As a government agency pushes for a "do not track" mechanism to protect online consumer privacy, a pair of Stanford graduate students is developing the technology to make it work.

For about four months before Wednesday's release of the Federal Trade Commission's recommendations for increasing Internet privacy, Jonathan Mayer and Arvind Narayanan have been creating software that would let users opt out of third-party web tracking and tell advertisers to stop following them online.

"People get creeped out by some of the advertising that happens online," said Mayer, who is working toward a PhD in computer science and a law degree. "What concerns us is if you're on a site like Amazon and you go looking for shoes, then someone tells a behavioral advertising service that you've been looking for shoes. So the next time you're off on another shopping site, they'll ask if you're still looking for shoes. It feels invasive."

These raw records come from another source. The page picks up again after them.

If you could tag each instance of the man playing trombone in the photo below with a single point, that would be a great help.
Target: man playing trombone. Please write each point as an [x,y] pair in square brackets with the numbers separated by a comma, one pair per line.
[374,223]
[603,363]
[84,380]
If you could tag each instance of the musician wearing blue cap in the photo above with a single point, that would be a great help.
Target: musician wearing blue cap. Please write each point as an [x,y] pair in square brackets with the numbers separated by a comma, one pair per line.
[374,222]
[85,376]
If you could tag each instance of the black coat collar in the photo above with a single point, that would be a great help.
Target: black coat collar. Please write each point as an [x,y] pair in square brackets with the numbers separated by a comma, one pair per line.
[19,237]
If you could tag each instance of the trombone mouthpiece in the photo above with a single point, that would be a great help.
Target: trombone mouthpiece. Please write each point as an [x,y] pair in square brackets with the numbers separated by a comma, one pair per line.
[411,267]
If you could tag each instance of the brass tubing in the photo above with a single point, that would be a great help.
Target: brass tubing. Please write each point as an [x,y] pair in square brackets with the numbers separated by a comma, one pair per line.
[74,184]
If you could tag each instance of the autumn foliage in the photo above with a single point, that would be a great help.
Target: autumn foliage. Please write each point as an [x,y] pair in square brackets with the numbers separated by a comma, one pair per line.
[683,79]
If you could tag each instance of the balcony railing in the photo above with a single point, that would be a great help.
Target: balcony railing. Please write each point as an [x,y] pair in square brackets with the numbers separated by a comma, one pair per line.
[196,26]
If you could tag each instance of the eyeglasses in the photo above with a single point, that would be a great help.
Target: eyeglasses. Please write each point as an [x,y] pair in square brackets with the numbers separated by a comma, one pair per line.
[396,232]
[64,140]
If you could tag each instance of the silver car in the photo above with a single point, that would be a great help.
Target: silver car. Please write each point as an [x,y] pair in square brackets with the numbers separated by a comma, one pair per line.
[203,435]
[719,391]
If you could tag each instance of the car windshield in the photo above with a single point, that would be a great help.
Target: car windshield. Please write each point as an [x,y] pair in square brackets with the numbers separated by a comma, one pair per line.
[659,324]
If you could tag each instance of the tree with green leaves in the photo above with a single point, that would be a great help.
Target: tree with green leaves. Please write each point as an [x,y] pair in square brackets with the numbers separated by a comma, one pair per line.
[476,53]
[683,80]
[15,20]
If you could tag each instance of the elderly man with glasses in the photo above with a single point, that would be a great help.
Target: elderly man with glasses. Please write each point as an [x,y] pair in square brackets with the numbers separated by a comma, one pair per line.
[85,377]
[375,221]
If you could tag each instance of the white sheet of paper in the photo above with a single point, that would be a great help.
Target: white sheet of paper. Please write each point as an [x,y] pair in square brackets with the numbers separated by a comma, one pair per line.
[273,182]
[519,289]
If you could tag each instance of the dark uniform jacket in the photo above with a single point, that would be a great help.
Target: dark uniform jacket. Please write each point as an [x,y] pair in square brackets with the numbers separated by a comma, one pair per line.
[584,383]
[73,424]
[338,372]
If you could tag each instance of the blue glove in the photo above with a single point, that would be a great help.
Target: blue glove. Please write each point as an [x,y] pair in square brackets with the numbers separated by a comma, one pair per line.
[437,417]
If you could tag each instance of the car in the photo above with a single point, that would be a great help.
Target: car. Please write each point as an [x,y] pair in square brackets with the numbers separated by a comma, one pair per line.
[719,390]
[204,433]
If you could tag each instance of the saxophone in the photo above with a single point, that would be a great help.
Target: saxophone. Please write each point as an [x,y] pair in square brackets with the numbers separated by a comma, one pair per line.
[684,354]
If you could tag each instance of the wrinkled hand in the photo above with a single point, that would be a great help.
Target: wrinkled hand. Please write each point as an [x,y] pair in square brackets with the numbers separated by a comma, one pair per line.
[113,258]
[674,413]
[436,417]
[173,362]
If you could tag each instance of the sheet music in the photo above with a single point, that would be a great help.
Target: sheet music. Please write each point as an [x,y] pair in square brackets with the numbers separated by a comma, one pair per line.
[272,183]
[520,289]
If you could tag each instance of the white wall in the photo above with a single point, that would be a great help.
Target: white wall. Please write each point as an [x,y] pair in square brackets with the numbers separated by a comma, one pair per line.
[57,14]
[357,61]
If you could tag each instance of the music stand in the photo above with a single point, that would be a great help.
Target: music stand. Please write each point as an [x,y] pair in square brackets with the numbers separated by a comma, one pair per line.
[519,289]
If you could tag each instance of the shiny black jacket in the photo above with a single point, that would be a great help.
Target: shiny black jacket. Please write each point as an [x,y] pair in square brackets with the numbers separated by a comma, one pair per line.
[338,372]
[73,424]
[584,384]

The students' idea for their Do Not Track program is fairly straightforward. Whenever a web browser such as Firefox requests content or sends data using HTTP, it can optionally include extra header information. Do Not Track adds a header that signals the user does not want to be tracked.

The technology can now be installed as an add-on for Firefox, and Mayer and Narayanan are working to make it operate with Chrome. Safari and Internet Explorer do not support their software. Once the add-on is installed, the user doesn't have to do anything else. Each time a website is visited, a do-not-track message is automatically sent.

The students, who have been working with Stanford Computer Science Professor John Mitchell, are also creating ways to configure web servers to honor their code.

Sending businesses and advertisers the message that you don't want to be tracked is one thing. But getting them to respect your privacy is another – and it's something that hinges on government enforcement.

"At the end of day, Congress would probably have to pass a law empowering the FTC to enforce this," said Ryan Calo, director of the Consumer Privacy Project for Stanford Law School's Center for Internet and Society. Mayer is a student fellow at the center, and Narayanan — a postdoctoral researcher in computer science — is a junior affiliate scholar at the center.

"The FTC could also say they are responsible for policing the Internet for deceptive and unfair practices, so if a consumer says he doesn't want to be tracked and you track him, that can be seen as an unfair practice," Calo said. "But to get the proper amount of teeth behind something like this, you really need Congress to act." The FTC's recommendations — contained in a 79-page report that was approved unanimously by the five-member commission &mdash are open to public comments through the end of January.

"We always thought Do Not Track was a great technical idea, and it has a real impact that's feasible," Mayer said. "Now having the FTC say it's a good idea &mdash you just can't ask for more than that on a research project."